Оставшихся десять секунд моему экипажу было более чем достаточно, чтобы открыть огонь по новому противнику – невесть откуда взявшемуся эсминцу киберов. Мы уже не страховались и очертя голову бросились на врага. Киберы, очевидно, не ожидали такого развития событий, поэтому в первые мгновения их огонь был более хаотичным, чем обычно. Тем временем линкор противника, получивший мощного союзника, снял защитный экран и ринулся в сторону гипотетической точки, где должна была быть, по моим расчетам, горловина монополя. Он, однако, тоже успевал постреливать по нам. Одновременно от эсминца отчалили канонерка и абордажные снаряды. Похоже, наше положение, еще недавно казавшееся мне более чем стабильным, теперь было воистину критическим.
– Весь огонь на линкор! – заорал я микрофон. – Весь огонь!
В этот же миг наш корабль буквально затрещал по швам. Пушки эсминца разворотили напрочь носовые отсеки, уничтожив четыре основные башни с расчетами и трех ремонтников, неизвестно как оказавшихся там. Но в этот же миг фантасмагорическим бутоном просыпающейся смерти полыхнул линкор киберов, увлекая в демонический котел разбушевавшегося ядерного взрыва и атаковавших нас канонерку, и абордажные снаряды.

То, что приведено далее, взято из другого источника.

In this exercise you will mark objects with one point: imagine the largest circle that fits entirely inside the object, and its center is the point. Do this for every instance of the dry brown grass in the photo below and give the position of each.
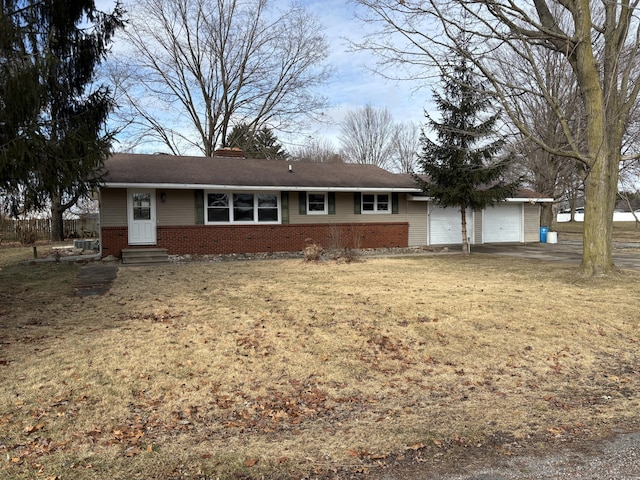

Да, мы, несомненно, проиграли это неравное сражение, но то же самое можно было сказать и о киберах. Энергетическая установка, продуцирующая защитный экран, не пострадала, и мой агонизирующий корабль был надежно укрыт непробиваемым покрывалом. Эсминец не верил в такой исход битвы. Мне показалось, что он с остервенением, именно с остервенением, крутился вокруг нас, поливая без толку огнем. В этот момент я обнаружил, что наш линкор потерял управление. Все мои попытки изменить траекторию были тщетны. Мы были защищены от пушек врага, но в то же время неслись в объятия не менее грозной неизвестности – пространственного монополя – и еще не ясно, что было страшнее. Туг и эсминец, очевидно, убедившись, что мы полностью потеряли способность к маневру, успокоился и лег на параллельный курс.
* * *
Нам остался всего час до того момента, как на матрицы бытия перестанет поступать сигнал. Это звучало совершеннейшим абсурдом – нас убеждали, что таких ситуаций не бывает, но физика – упрямая вещь. Надо было что-то предпринять. И тут я задумался над поведением киберов. Они ведь, суки, с самого начала преследовали определенную цель. Конечно! Ну идиот же я, что сразу не догадался! Это легкое повреждение линкора противника нанес ему не кто иной, как эсминец, который гонится теперь за нами. Вернее сказать, вовсе не гонится, а пасет. Выходит, направление к жерлу монополя устраивает врага не случайно! Все так и было задумано, хотя (тут я злобно усмехнулся) скорее всего гораздо с меньшими потерями. Нас не хотят уничтожить. Нас хотят взять тепленькими и живыми. Не знаю, зачем им это нужно – раньше они никогда не брали пленных – убивали всех без исключения. Не знаю также, причем тут монополь, но, клянусь, теперь я раскусил этих подонков. Они чуть было не провели меня, но теперь все – баста!
– Пак! – пожалуй слишком громко обратился я к оператору. – Есть возможность громко хлопнуть дверью.
– Давно пора... – отозвался мальчишка, потуже затянув портупею с бластером и расправив плечи. – Осталось всего пятьдесят минут.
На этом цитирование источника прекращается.